Thank you very much R.Baber !

You got an answer of 1/128 . I got an approximate answer of
a bit greater than 1/192 by myself , while from other place I got
an answer of 1/384 . So it seems your answer is most reliable .

[Guest]

R.Baber ,

Your answer of 1/128 is correct . Thanks again !

mr.wong

[Guest]

No problem it was just a simple case of integrating twice. For a fixed [tex]y[/tex] work out the area of a cross section (in the [tex]x[/tex] - [tex]z[/tex] plane) of your "polyhedron" ([tex]x[/tex] will vary from [tex]0[/tex] to [tex]1/2 - y[/tex])
[tex]\int_0^{\frac{1}{2} - y} \left(\frac{x}{2} - x^2 + \frac{y}{2} - y^2 - xy\right)dx[/tex]
[tex]= \left[\frac{x^2}{4} - \frac{x^3}{3} + \frac{x y}{2} - x y^2- \frac{x^2 y}{2}\right]_0^{\frac{1}{2}-y}[/tex]
[tex]= \frac{(\frac{1}{2}-y)^2}{4} - \frac{(\frac{1}{2}-y)^3}{3} + \frac{(\frac{1}{2}-y) y}{2} - \left(\frac{1}{2}-y\right) y^2- \frac{(\frac{1}{2}-y)^2 y}{2}[/tex]
[tex]= \frac{5 y^3}{6}-\frac{3 y^2}{4}+\frac{y}{8}+\frac{1}{48}[/tex]

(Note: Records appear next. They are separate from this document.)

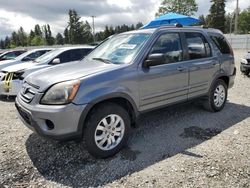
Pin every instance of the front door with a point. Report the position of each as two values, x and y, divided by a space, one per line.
168 82
202 64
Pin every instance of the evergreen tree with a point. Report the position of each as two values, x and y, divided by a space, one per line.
74 26
38 31
244 18
7 42
216 17
2 45
186 7
14 41
66 36
48 35
202 19
59 39
22 36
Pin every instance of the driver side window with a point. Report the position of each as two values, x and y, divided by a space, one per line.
168 44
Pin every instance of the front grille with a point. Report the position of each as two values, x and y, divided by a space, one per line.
28 92
24 115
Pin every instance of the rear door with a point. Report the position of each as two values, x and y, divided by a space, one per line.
225 52
202 64
168 82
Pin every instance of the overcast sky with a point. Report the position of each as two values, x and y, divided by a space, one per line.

Then add up (or more precisely integrate) all the areas of the cross sections to get the volume.
[tex]\int_0^{\frac{1}{2}} \left(\frac{5 y^3}{6}-\frac{3 y^2}{4}+\frac{y}{8}+\frac{1}{48}\right) dy[/tex]
[tex]= \left[\frac{5 y^4}{24}-\frac{y^3}{4}+\frac{y^2}{16}+\frac{y}{48}\right]_0^{\frac{1}{2}}[/tex]
[tex]= \frac{5 (\frac{1}{2})^4}{24}-\frac{(\frac{1}{2})^3}{4}+\frac{(\frac{1}{2})^2}{16}+\frac{(\frac{1}{2})}{48}[/tex]
[tex]= \frac{1}{128}[/tex]

Hope this helped,

R. Baber.

[Guest]

Thanks again R. Baber ,

In fact this problem is related to the following problem
concerning probability . Try to solve it if you are interested !

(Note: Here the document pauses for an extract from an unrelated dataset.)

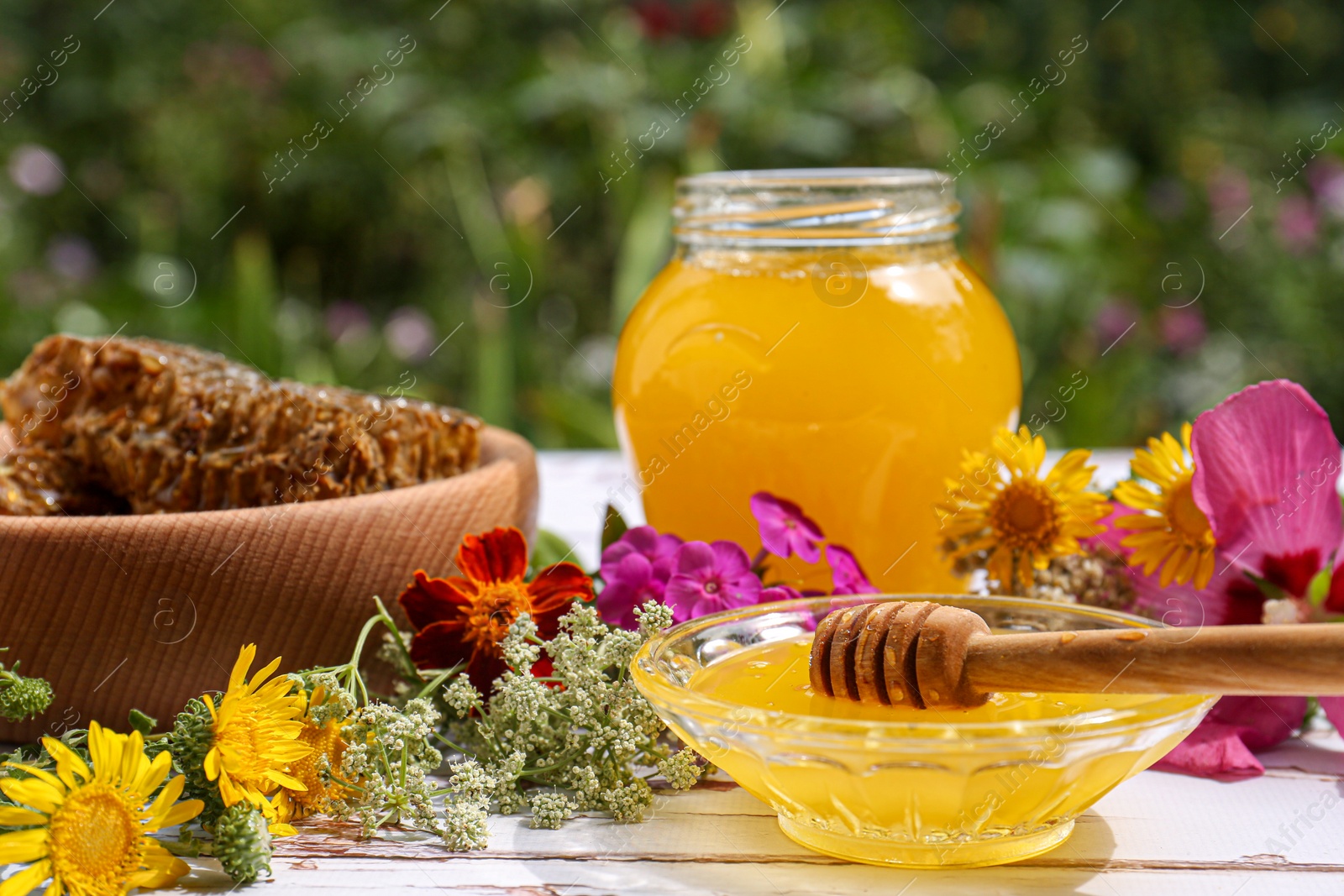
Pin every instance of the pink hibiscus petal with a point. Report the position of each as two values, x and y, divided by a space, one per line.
1265 468
1213 750
1334 710
1265 721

Inside a triangle E with vertices S , Q and T where SQ = QT = 1 unit
and angle Q = 90 degree , there is a smaller triangle X formed by joining
the mid-points of the 3 sides of E , and stays fixed in its position .
Another triangle A inside E , with lengths of sides being 1/2 of that
of E and parallel to E with corresponding vertices facing the same
direction , can move freely but parallelly inside E .
If a point is chosen randomly on X , find the probability that the
point also lies inside A .

mr.wong

[Guest]

If [tex]Q[/tex] is the origin, [tex]S[/tex] is [tex](1,0)[/tex], and [tex]T[/tex] is [tex](0,1)[/tex]. Then if the right angle of [tex]A[/tex] lies at [tex](x,y)[/tex] the overlap of [tex]A[/tex] and [tex]X[/tex] has an area of
[tex]z=\frac{x}{2} - x^2 + \frac{y}{2} - y^2 - xy[/tex]
and [tex](x,y)[/tex] lies in the triangle with vertices [tex](0,0)[/tex], [tex](0,1/2)[/tex], [tex](1/2,0)[/tex].

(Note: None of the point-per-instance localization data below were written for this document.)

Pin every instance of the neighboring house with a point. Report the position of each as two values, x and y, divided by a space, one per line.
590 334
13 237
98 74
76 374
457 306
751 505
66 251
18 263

The probability of being in [tex]A[/tex] given [tex](x,y)[/tex] (assuming uniform distributions) is just (Overlap of [tex]A[/tex] and [tex]X[/tex])/(Area of [tex]X[/tex]) [tex]= 8z[/tex]. Just integrate over all possibilities of [tex](x,y)[/tex] to get the overall probability which is just [tex]8/128 = 1/16[/tex].

Hope this helped,

R. Baber.

[Guest]

Oops, sorry I made a mistake.
[tex]1/16[/tex] = the Probability times the area of choices of [tex](x,y)[/tex].
You need to divide by [tex]1/8[/tex], to get the right answer of [tex]1/2[/tex].

R. Baber.

[Guest]

Thanks R.Baber ,

Well done ! I got the answer of 1/2 by myself too.
But I would like to ask how do you know that the
overlap of A and X has an area of
z = 1/2 x - x^2 + 1/2 y - y^2 - xy ?

mr.wong

[Guest]

Just draw a diagram. You'll see that [tex]A[/tex] will cut [tex]X[/tex] in three places, the parts that get cut off are all right angled isosceles triangles. The upper left triangle has a side length of [tex]x[/tex], the lower right triangle has a side length of [tex]y[/tex], and the upper right triangle has a side length of [tex]1/2-x-y[/tex].
So the overlap has an area of [tex]\frac{(1/2)^2}{2} - \frac{x^2}{2} - \frac{y^2}{2} - \frac{(1/2-x-y)^2}{2}[/tex]
[tex]=\frac{x}{2}-x^2+\frac{y}{2}-y^2-xy[/tex]

Hope this helped,

R. Baber.

[Guest]

Thanks R.Baber !

There is a problem of the same type involving squares
which I shall post it in a new thread . I hope you will be
interested .

mr.wong